Questions fréquentes

Que faire si la CNIL ne répond pas à ma plainte ?
Si la CNIL ne répond pas dans un délai de trois mois, une décision implicite de rejet est réputée prise. Vous pouvez alors former un recours pour excès de pouvoir devant le juge administratif.
Comment obtenir le retrait de mes données personnelles d'un site public ?
Vous pouvez saisir la CNIL d'une réclamation. Si la CNIL rejette votre demande, vous pouvez contester sa décision devant le Conseil d'État. Si les données sont supprimées en cours de procédure, le recours peut devenir sans objet.
Qu'est-ce qu'une décision implicite de rejet de la CNIL ?
C'est une décision qui naît du silence gardé par la CNIL pendant trois mois sur une réclamation. Elle vaut rejet et peut être contestée devant le juge administratif.

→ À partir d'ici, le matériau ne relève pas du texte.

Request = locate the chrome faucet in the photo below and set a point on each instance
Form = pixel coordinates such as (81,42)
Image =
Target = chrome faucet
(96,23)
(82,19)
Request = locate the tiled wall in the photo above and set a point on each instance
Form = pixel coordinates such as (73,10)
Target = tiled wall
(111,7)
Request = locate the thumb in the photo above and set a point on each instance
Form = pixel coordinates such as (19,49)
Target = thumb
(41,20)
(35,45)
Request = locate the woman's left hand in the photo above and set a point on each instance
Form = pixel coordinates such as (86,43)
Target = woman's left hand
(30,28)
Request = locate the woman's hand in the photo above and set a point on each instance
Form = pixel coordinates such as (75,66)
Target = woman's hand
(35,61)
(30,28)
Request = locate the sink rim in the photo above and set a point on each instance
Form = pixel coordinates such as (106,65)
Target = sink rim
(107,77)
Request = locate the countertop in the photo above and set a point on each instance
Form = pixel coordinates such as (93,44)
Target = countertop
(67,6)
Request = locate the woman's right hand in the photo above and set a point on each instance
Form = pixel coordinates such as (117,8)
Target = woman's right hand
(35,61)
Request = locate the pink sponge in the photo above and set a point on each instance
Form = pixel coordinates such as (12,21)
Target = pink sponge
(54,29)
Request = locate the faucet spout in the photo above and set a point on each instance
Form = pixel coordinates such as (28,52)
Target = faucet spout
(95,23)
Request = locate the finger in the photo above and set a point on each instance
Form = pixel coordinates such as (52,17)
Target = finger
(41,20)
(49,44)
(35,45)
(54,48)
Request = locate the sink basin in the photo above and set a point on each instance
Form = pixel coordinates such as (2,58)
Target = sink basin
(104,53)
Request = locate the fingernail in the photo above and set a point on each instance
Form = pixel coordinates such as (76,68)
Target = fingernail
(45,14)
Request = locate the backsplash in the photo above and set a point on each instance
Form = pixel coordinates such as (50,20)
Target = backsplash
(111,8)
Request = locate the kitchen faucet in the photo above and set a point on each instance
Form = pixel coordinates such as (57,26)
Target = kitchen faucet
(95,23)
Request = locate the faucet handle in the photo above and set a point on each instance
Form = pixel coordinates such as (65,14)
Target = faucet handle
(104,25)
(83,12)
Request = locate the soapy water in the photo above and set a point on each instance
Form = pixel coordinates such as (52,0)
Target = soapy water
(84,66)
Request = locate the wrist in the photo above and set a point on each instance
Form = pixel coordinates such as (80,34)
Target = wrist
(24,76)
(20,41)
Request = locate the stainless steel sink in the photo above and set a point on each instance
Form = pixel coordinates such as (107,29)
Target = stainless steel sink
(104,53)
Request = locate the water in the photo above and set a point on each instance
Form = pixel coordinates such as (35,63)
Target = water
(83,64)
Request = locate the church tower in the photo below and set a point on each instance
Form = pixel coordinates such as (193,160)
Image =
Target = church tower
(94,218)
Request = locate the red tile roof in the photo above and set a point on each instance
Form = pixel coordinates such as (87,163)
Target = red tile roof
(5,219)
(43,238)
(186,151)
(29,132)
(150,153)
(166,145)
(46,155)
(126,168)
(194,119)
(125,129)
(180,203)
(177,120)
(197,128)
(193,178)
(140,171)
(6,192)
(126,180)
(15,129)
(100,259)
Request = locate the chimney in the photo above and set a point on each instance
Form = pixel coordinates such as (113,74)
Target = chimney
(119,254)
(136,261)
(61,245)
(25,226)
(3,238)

Que se passe-t-il si la CNIL retire sa décision après mon recours ?
Si la CNIL retire sa décision implicite de rejet en reprenant l'instruction de votre plainte, votre recours devient sans objet et le juge constate qu'il n'y a plus lieu de statuer.
Quels sont les recours contre une décision de la CNIL ?
Vous pouvez former un recours pour excès de pouvoir devant le Conseil d'État dans un délai de deux mois à compter de la notification de la décision.
Quand un recours devient-il sans objet ?
Un recours devient sans objet lorsque la décision attaquée est retirée ou modifiée, ou lorsque la situation du requérant est résolue, par exemple si les données sont supprimées.